The current quarter also happens to be the last quarter of the terminal year of the 11th Five-Year Plan. As a result, there is a rush to meet targets on various Government projects, thereby triggering an increased demand, Mr Verma said.
SAIL had increased the prices of its entire range of products by Rs 1,000 a tonne in January, the second such increase since October. The country's largest steel producer expects prices to remain firm. On Tuesday, SAIL increased the ex-factory base prices for three of its long products – the TMT bars, angles and channels by Rs 2,000 to Rs 3,000 a tonne. However, SAIL officials clarified that the selling prices for end-users in February remain unchanged.
SAIL will declare its December quarter results on February 13, while another player Tata Steel will announce its numbers on February 9.

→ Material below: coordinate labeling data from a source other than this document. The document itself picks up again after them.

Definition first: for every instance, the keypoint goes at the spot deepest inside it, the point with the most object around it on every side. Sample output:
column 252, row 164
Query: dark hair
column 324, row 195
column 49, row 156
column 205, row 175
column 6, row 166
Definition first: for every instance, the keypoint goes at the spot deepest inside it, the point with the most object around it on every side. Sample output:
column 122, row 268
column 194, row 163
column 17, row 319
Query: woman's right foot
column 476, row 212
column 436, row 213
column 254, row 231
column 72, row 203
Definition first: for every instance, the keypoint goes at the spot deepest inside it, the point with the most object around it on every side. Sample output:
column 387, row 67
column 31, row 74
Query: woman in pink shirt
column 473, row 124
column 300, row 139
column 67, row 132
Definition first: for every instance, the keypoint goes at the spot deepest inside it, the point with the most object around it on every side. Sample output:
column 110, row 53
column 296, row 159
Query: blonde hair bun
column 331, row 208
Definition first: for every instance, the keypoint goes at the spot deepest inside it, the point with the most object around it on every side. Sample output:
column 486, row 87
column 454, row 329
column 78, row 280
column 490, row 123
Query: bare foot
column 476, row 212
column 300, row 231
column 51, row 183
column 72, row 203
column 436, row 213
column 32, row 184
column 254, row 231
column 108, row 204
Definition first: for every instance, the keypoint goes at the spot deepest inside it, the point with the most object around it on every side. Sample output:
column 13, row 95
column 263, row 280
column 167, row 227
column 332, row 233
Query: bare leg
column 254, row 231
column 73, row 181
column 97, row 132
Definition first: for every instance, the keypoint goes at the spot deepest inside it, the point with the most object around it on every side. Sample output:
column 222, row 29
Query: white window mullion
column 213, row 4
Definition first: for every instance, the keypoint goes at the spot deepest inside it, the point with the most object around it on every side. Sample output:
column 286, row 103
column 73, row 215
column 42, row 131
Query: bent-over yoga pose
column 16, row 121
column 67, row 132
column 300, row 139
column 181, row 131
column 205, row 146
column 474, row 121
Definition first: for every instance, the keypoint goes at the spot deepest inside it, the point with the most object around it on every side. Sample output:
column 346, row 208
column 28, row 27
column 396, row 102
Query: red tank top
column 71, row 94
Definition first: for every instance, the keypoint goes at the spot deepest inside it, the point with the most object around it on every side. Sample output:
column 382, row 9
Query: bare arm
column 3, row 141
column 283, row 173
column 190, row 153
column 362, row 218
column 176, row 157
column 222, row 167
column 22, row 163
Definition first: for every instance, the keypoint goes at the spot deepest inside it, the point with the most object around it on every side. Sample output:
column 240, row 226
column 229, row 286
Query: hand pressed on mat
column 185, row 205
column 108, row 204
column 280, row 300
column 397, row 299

“The sentiment is definitely better than the October-December quarter,” said Mr Jayant Acharya, Director Commercial and Marketing at JSW Steel Ltd. Like SAIL, JSW is also witnessing an improved offtake in long products. The company reported a 20 per cent rise in sales in the October-December quarter.
The improved offtake is mainly from the construction segment, while the demand for flat products used by auto and consumer durable makers continues to be sluggish.
In the current financial year, steel companies have witnessed a muted demand on sluggish offtake from across the board. The consumption grew by a mere 1.8 per cent in the first half, while it has started picking up since December. The January-March quarter, traditionally the strongest, seems to be promising.
According to the Joint Plant Committee estimates, consumption in the first nine months of current fiscal stood grew at 4.4 per cent to 50.8 million tonnes, while the production was up 7.5 per cent. The Steel Ministry expects consumption in the current fiscal to grow by 6 per cent.
“Demand has been robust in the current quarter,” said Mr Pankaj Gupta, General Manager Finance at APL Apollo, a steel tube maker. The rise in offtake is driven by the rush to complete tenders for Government projects before end-March. “As we have to close the orders within the quarter, the demand is automatically better,” he said.